Part 2: Introduction to Kafka

LiYen Yoong
3 min readApr 4, 2020

I wrote about the Introduction to Kafka a while ago without touching the technical side of it and its use cases. I will not explain in detail for each use cases for now. There are couples of jargons to be familiar with this blog. I used an image I downloaded from the Internet to explain it.

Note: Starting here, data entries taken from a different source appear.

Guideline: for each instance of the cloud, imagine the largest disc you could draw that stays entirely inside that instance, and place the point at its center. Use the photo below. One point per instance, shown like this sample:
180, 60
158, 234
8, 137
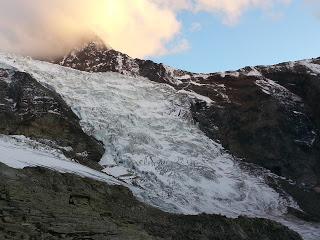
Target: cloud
232, 10
195, 27
314, 5
137, 27
51, 27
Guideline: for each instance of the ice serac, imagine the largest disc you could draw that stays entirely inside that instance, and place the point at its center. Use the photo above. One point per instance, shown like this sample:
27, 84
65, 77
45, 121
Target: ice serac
153, 146
36, 111
267, 115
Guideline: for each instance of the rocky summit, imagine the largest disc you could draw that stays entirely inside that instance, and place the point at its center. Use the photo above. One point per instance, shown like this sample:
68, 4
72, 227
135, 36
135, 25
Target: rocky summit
130, 149
265, 115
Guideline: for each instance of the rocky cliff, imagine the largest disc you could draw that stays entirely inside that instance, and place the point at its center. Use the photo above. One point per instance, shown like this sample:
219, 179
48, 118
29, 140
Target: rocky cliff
266, 115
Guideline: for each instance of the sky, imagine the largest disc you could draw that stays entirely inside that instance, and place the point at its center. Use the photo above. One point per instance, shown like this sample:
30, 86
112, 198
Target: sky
195, 35
291, 32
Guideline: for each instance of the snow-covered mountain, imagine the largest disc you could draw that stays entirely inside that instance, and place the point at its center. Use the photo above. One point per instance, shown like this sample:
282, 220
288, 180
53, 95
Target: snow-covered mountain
152, 142
267, 115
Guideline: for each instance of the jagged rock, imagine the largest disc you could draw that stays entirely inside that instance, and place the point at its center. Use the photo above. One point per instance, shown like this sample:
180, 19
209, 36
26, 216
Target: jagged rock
30, 109
266, 115
36, 203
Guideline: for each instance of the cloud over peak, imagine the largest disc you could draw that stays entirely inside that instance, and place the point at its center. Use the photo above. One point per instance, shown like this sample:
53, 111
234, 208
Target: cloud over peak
137, 27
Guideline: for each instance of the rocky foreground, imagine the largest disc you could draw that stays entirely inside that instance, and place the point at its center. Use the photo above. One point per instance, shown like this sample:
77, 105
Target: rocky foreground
36, 203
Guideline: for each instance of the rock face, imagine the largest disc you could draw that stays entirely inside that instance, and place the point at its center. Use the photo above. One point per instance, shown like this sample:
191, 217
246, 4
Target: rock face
30, 109
266, 115
41, 204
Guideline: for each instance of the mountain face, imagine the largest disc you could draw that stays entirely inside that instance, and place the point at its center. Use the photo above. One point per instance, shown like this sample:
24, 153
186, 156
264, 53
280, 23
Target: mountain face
51, 118
183, 143
266, 115
27, 108
65, 206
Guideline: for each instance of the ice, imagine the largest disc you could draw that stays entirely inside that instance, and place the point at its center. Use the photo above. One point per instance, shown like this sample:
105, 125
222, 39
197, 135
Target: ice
19, 152
152, 142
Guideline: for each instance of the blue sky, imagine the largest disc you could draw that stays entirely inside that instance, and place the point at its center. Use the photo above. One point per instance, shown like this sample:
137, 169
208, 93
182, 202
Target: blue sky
258, 38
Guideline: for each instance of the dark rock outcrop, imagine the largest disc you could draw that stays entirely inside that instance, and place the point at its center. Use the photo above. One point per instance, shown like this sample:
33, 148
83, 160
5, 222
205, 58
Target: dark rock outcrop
266, 115
36, 203
30, 109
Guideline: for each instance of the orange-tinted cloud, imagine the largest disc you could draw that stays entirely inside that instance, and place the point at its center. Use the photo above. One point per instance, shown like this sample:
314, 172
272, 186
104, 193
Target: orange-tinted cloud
137, 27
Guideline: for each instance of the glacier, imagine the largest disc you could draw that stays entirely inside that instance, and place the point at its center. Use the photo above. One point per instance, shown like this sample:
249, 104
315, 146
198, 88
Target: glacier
154, 147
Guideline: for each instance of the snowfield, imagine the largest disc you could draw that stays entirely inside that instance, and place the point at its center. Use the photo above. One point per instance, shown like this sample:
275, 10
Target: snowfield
151, 142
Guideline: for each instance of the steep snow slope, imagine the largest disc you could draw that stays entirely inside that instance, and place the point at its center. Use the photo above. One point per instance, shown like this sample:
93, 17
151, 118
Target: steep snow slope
152, 144
20, 152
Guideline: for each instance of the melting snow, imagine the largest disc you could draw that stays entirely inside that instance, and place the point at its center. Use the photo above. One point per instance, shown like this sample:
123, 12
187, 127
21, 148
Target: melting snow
151, 142
20, 152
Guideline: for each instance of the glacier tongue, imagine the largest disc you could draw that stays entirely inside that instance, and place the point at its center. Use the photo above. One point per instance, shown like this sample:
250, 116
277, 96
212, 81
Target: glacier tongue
153, 145
151, 142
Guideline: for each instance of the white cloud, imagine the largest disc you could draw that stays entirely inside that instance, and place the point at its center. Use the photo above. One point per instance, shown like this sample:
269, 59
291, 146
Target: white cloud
195, 27
138, 27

Image: https://images.app.goo.gl/A6PnHPocHe8yJeveA

There are four core APIs (Application Programming Interfaces) we need to know:

  • The Producer API allows an application to publish a stream of records to one or more Kafka topics.
  • The Consumer API allows an application to subscribe to one or more topics and process the stream of records produced to them.
  • The Streams API allows an application to act as a stream processor, consuming an input stream from one or more topics and producing an output stream to one or more output topics, effectively transforming the input streams to output streams.
  • The Connector API allows building and running reusable producers or consumers that connect Kafka topics to existing applications or data systems. For example, a connector to a relational database might capture every change to a table.

We can run the Kafka in a single node server (node) or in a cluster mode with multiple nodes (Kafka broker). Producers are processes that publish data or a stream of records (push messages) into Kafka topics within the broker. A consumer pulls records off a or more Kafka topic and processes the streams of records produced to them.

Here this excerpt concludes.